As usual in decisions on leaves to appeal, the Supreme Court gave no reasons for refusing to hear the case.

“I’d by lying if I said I wasn’t saddened and surprised,” said Robyn Wishart, Bruce’s lawyer. “I’m surprised because I thought (Supreme Court of Canada) would hear it.

“You don’t get any reasons for it . . . you can’t answer the ‘Why?’ And that’s hard for me because so many families were waiting for this and obviously that’s the first question they have, but this isn’t over.”

Wishart said she’ll take Bruce’s case to arbitration.

“We’ll file Monday and have his injuries looked at through arbitration,” she said. “That’s obviously a process that isn’t necessarily to his advantage . . . but we’ll run with arbitration and see how it goes.”

Predictably, the CFL was happy with the ruling.

“The CFL is very pleased with the Supreme Court of Canada’s decision,” it said in a statement. “We hope that this decision brings finality to any proceedings in the courts with respect to concussion litigation against the CFL.”

Bruce, 40, had originally named neuroscientist Dr. Charles Tator, the Krembil Neuroscience Centre of Toronto, the Canadian Football League Alumni Association and its executive director, Leo Ezerins, in his suit. But action was discontinued against them as they weren’t bound by collective agreement.

Bruce played 14 seasons in the CFL (2001-2014) with Winnipeg, Toronto, Hamilton, B.C. and Montreal, winning Grey Cups with the Argonauts (2004) and Lions (2011). Bruce filed his lawsuit in 2014.

In court documents, Bruce says he sustained “permanent and disabling” repetitive head trauma as a player and continues to suffer post-concussive symptoms, including depression, paranoia, delusions and other medical issues.

“All I can say is we took on a fight many people thought we shouldn’t start in the first place.” Wishart said. “Our definition of a win has always been the public needs to know so if we look at it from the definition of what our goal was, to have people understand what’s happening, we win.

“Do we win in the world of law? Not right now. But do we win in the world of life? I can’t tell you how much we’ve changed people.”

Wishart said Bruce continues to get his post-football life in order.

“If you were to look at where Arland Bruce III is now in comparison to when I met him, he is a productive member of B.C.,” she said. “He’s now got his permanent resident card, he’s up to date and working on his child support, he’s getting constant and regular medical treatment and support.

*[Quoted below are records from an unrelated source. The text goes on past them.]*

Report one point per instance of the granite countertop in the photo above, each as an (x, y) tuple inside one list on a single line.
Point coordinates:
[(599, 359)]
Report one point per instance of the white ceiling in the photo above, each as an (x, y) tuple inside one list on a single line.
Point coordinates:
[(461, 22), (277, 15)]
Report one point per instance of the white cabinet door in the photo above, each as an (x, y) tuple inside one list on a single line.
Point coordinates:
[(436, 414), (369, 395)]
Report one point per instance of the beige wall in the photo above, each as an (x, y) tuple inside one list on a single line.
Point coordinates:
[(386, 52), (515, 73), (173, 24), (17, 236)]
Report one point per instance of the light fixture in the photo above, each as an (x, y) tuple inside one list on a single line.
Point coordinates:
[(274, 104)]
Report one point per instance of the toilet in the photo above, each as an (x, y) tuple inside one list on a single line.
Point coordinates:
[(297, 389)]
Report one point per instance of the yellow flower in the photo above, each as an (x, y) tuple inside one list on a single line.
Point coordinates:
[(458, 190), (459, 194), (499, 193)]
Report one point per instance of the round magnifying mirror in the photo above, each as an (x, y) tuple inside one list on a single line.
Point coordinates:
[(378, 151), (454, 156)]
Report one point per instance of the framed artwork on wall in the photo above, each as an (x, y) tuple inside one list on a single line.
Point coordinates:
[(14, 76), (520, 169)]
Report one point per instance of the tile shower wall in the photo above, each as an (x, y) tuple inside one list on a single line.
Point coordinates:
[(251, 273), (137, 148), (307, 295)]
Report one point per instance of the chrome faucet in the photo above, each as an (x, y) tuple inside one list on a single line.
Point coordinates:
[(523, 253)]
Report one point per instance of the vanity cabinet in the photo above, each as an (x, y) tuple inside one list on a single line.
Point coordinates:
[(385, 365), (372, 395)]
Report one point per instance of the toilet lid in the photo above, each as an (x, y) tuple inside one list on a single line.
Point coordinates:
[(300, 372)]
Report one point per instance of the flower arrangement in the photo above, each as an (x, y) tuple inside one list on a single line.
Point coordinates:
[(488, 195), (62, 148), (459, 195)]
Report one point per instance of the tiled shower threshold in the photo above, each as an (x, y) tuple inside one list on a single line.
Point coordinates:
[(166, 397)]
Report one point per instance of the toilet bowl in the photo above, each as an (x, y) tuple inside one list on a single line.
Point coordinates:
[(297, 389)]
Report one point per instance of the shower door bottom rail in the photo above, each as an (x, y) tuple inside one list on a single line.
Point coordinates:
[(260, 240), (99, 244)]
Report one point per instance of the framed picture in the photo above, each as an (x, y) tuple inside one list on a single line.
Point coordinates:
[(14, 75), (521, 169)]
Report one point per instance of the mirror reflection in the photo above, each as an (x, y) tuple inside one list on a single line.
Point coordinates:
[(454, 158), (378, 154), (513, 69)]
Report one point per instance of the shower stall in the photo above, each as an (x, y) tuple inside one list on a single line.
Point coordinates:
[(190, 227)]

“He’s happy and functioning so we win. But do we want to get the players compensation so they can live better lives? Absolutely.”

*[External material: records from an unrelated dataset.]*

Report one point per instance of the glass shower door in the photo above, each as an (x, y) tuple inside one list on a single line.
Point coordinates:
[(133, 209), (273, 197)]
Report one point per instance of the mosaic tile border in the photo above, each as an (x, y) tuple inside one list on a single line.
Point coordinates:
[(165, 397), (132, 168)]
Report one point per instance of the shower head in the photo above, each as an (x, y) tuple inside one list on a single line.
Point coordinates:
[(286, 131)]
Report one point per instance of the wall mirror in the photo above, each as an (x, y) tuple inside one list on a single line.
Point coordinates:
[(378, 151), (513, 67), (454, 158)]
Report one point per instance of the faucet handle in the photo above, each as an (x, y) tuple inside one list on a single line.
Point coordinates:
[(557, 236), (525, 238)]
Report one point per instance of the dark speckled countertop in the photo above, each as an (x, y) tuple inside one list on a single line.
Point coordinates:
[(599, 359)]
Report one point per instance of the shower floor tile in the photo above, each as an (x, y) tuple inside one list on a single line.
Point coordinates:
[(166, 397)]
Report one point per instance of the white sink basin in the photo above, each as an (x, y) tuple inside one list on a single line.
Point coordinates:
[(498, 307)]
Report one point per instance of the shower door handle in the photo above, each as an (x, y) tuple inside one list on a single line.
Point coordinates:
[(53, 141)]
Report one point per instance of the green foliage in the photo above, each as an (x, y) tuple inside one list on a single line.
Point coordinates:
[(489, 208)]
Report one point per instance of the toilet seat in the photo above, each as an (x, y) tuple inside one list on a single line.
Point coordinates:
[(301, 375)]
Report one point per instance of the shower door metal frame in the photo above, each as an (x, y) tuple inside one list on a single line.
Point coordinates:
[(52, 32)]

And that’s why Wishart said a class-action claim for concussion-related damages involving over 200 former CFL players remains active. It was filed in Ontario in 2015 but had been on hold during Bruce’s legal proceedings.

“This is the law in British Columbia, it’s not the law in Ontario,” Wishart said. “In some small way not knowing why keeps the door open for us to keep this fight alive in Ontario and that’s exactly what we’re going to do.

“Pick ourselves up, dust ourselves off and get ready to argue in the Ontario courts that the players have a right to their day in court. It’s a totally different argument, it’s players who’ve been out of the collective bargaining agreement for decades.”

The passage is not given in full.